"Olhai para os lírios do campo, como eles crescem; não trabalham, nem fiam. E eu vos digo que nem mesmo Salomão, em toda a sua glória, se vestiu como qualquer deles".

quinta-feira, 19 de março de 2009

Coesão referencial

Certa vez eu jogava uma partida de Sinuca e só havia a bola sete na mesa. De modo que mastiguei-a lentamente saboreando-lhe os bocados com prazer. Refiro-me à refeição que havia pedido ao garçon. Dei-lhe duas tacadas na cara. Estou me referindo à bola. Em seguida saí montado nela e a égua, de que estou falando agora, chegou calmamente à fazenda de minha mãe. Fui encontrá-la morta na mesa, meu irmão comia-lhe uma perna com prazer e ofereceu-me um pedaço: "Obrigado", disse eu "já comi galinha no almoço".
Logo em seguida chegou minha mulher e deu-me na cara. Um beijo, digo. Dei-lhe um abraço. Fazia calor. Daí a pouco minha camisa estava inteiramente molhada. Refiro-me à que estava na corda secando, quando começou a chover. Minha sogra apareceu para apanhar a camisa. Não tive remédio senão esmagá-la com o pé. Estou falando da barata que ia trepando na cadeira.
Malaquias, meu primo, vivia com uma velha de oitenta anos. A velha era sua avó, esclareço. Malaquias tinha dezoito filhos, mas nunca se casou. Isto é, nunca se casou com uma mulher que durasse mais de um ano. Agora, sentado a sua frente, Malaquias fura o coração com uma faca. Depois corta as Pernas e o sangue vermelho do porco enche a bacia.
Nos bons tempos passeávamos juntos. Eu tinha um carro. Malaquias tinha uma namorada. Um dia rolou a ribanceira. Me refiro a Malaquias.

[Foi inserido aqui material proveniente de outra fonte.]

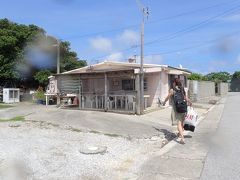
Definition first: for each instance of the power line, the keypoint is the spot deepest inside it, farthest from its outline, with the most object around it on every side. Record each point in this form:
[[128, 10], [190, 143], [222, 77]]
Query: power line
[[194, 27], [151, 22], [195, 46], [183, 31]]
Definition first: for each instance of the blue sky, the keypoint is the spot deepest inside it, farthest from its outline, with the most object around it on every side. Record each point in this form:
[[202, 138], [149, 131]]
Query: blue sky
[[99, 30]]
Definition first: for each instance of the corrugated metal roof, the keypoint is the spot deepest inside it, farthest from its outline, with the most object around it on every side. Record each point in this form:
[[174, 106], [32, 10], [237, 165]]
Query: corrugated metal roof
[[109, 66]]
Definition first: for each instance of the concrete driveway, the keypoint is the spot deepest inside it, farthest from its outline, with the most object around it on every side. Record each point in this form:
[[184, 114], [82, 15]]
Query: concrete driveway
[[152, 124]]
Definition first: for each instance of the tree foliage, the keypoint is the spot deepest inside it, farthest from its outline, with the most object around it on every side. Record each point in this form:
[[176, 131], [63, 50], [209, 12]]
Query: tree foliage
[[197, 77], [15, 42], [13, 38], [42, 77], [218, 76]]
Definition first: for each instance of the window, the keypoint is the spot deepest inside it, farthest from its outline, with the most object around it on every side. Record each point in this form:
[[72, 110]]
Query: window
[[145, 84], [11, 94], [128, 84]]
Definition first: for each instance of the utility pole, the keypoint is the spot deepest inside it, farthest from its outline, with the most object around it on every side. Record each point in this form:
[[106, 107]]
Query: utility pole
[[145, 13], [58, 56]]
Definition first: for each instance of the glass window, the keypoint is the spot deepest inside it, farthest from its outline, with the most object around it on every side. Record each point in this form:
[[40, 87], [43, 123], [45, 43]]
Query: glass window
[[145, 84], [11, 94], [15, 94]]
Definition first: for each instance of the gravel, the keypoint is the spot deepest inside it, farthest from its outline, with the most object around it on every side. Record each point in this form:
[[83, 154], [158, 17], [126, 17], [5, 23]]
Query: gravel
[[45, 151]]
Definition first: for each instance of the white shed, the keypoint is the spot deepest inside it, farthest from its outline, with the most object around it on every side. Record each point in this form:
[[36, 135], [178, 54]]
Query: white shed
[[11, 95]]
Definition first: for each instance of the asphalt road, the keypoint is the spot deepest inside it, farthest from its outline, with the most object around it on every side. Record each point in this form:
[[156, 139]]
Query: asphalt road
[[223, 159]]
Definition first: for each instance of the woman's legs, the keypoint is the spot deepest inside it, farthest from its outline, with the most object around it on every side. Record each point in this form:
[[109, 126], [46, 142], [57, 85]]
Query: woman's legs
[[180, 130]]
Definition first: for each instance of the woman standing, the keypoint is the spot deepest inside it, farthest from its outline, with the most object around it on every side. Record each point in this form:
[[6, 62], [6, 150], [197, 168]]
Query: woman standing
[[177, 116]]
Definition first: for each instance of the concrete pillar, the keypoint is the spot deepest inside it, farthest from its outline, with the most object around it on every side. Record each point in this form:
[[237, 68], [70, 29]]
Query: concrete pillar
[[105, 91], [137, 86]]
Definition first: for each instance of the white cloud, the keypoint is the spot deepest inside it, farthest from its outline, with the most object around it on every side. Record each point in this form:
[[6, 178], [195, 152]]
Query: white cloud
[[153, 59], [234, 18], [129, 37], [217, 63], [101, 44], [118, 56]]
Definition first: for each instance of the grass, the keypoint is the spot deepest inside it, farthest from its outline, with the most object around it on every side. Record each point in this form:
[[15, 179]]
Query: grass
[[15, 119], [2, 106]]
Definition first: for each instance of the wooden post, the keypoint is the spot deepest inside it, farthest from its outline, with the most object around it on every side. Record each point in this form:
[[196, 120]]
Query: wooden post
[[105, 92]]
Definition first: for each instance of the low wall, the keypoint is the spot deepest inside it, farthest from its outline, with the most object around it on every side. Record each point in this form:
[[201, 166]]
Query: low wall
[[200, 90], [223, 88]]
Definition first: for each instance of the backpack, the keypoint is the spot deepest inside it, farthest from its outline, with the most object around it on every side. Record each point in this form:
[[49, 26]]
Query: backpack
[[179, 101]]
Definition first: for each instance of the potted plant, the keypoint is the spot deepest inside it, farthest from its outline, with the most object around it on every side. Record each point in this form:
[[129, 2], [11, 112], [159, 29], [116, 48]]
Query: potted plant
[[39, 95]]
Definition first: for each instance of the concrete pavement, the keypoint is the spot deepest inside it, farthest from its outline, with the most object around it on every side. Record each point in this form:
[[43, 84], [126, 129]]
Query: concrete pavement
[[223, 158], [146, 126], [184, 161]]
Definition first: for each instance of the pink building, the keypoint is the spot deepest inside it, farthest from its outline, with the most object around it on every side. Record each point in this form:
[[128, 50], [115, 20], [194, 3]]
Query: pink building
[[114, 86]]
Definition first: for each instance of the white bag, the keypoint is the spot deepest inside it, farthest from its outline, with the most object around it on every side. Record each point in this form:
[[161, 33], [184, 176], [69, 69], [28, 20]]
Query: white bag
[[190, 119]]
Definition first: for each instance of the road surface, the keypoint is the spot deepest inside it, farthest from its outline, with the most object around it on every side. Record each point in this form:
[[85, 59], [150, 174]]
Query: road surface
[[222, 161]]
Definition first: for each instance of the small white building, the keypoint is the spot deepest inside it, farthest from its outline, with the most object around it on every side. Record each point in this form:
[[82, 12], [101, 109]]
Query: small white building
[[11, 95]]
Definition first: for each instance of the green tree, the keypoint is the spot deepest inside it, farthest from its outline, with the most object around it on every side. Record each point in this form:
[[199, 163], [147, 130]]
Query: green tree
[[69, 59], [13, 38], [17, 39], [218, 76]]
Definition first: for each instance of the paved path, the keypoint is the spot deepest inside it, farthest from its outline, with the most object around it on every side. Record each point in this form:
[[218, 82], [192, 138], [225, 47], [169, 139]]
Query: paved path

Entrou pela pretoria adentro arrebentando a porta e parou resfolegante junto do juiz pálido de susto. Me refiro ao carro. E a Malaquias.

(In Millor Fernandes, Trinta
anos de mim mesmo. São Paulo, Abril
Cultural, 1973.)

Um comentário:

Edson Nova disse...

Incrível! Seu texto foi simples mas muito divertido, ri horrores!
Me curvei para frente e dei... estou me referindo a gargalhada!